MALDI-MSI analyses confirmed the presence of DECA-CTX proteins and allowed us to clarify differential spatial expression in the PSG by characteristic m/z values (mass features) within the venom gland system at 20 μm spatial resolution. D. pealeii DECA-CTX proteins appears to be mostly in the channels in the center of the glands and along the peripheral membrane. In contrast, in A. bandense and E. berryi , there is more of a punctuated distribution in channels in the gland and along the membrane. Additionally, spatial venomics corroborates transcriptomic and bottom-up findings that E. berryi expresses EB-CTX1. The unique distributions of deca-ctx homologs in the PSGs could reflect how the protein is expressed and released. Differential expression of predatory versus defensive venoms has been suggested to be related to spatial distribution in various venom glands. The identification of species-specific DECA-CTX sequences by mass spectrometry aids in our understanding of evolutionary divergence in the venom arsenal of cephalopods. This divergence potentially reflects adaptations to distinct ecological niches or diets. The sequence variation present in the DECA-CTX family needs to be further investigated for their biological activity to clarify the impact of these variations on the protein or peptide’s bioactivity, target specificity or regulatory control.

Phylogenetic analyses suggest that deca-ctx genes originated early in cephalopod evolution and diversified through lineage-specific expansions, resulting in pronounced variation in sequence composition and domain architecture. Notably, deca-ctx genes are expressed in the PSGs of hatchlings, suggesting this venom repertoire may be available to deploy from early life stages for predation or defense. Although the functional activity of the identified deca-ctx homologs remains to be experimentally determined, conserved domain analyses reveal the presence of key structural motifs characteristic of the paralytic SE-CTX toxin. These domains, LDL-Class A, Sushi, TSP-type1, and EGF, often appear in the same protein and are small cysteine-rich modules that play a role in binding interactions related to cell signaling, among other activity. The conservation of these domains suggests functional similarity and implicates these proteins in venom-mediated prey immobilization. The combination of conserved structural cores and variable domains is also consistent with functional diversification and suggests that deca-ctx proteins may span a range of biochemical properties and venom activities.
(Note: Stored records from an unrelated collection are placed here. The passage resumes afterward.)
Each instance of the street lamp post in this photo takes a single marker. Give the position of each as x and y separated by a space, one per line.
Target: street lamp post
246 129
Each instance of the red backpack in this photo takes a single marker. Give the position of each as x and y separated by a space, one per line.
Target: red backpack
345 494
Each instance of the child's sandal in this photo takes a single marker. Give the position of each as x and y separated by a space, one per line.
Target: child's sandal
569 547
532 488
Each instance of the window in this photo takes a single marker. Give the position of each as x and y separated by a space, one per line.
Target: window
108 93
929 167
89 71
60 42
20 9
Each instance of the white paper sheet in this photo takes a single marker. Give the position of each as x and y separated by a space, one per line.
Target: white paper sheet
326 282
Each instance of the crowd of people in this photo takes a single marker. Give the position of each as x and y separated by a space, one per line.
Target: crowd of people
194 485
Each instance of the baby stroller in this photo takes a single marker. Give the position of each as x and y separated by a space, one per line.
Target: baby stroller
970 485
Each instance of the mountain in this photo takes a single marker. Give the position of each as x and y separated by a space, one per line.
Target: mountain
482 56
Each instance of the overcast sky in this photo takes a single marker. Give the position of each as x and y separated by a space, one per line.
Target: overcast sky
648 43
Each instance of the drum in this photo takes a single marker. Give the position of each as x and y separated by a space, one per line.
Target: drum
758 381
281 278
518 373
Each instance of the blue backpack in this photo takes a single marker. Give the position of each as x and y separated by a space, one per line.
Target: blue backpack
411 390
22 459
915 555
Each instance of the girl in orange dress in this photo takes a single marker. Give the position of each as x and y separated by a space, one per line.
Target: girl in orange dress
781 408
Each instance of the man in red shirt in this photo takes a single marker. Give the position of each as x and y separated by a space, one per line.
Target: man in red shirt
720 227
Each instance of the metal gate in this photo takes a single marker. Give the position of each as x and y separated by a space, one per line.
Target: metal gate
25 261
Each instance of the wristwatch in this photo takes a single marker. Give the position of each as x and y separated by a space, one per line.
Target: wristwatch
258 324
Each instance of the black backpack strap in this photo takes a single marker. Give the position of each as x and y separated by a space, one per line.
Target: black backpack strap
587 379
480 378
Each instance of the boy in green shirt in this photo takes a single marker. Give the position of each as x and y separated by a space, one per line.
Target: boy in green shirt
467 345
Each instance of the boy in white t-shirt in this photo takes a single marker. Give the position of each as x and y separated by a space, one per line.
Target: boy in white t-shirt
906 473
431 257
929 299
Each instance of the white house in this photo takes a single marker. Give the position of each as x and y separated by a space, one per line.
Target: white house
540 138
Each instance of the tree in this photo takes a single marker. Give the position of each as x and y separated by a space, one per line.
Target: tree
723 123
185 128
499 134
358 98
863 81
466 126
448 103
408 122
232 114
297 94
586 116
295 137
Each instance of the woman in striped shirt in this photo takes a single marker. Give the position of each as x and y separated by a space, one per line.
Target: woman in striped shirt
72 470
We integrated comparative genomics, phylogenetics, imaging, and mass spectrometry to validate the expression of deca-ctx1 and deca-ctx2 in longfin inshore squid ( Doryteuthis pealeii ), hummingbird bobtail squid ( Euprymna berryi ), dwarf cuttlefish ( Ascarosepion bandense ), and common cuttlefish ( Sepia officinalis ), and to corroborate predicted molecular heterogeneity at the protein level. This multi-modal approach enables direct linkage between gene-level diversity, structural variation, and expressed venom components; moving beyond gene prediction to experimentally grounded validation of venom arsenals in traditionally non-model organisms like cephalopods. Together, our findings provide a snapshot of the molecular and structural diversity of cephalopod venoms while establishing a foundation for future studies examining how evolution, development, sequence divergence, tissue specificity, and three-dimensional structure contribute to functional diversification of deca-ctx homologs across biological scales in one of the most ancient venomous animal lineages. Cephalopods are a comparative context for examining how gene duplication and structural innovation drive venom diversification across ecological and evolutionary timescales. More broadly, our study advances understanding of venom evolution and highlights cephalopods as a robust comparative model for studying underexplored structurally diverse bioactive molecules.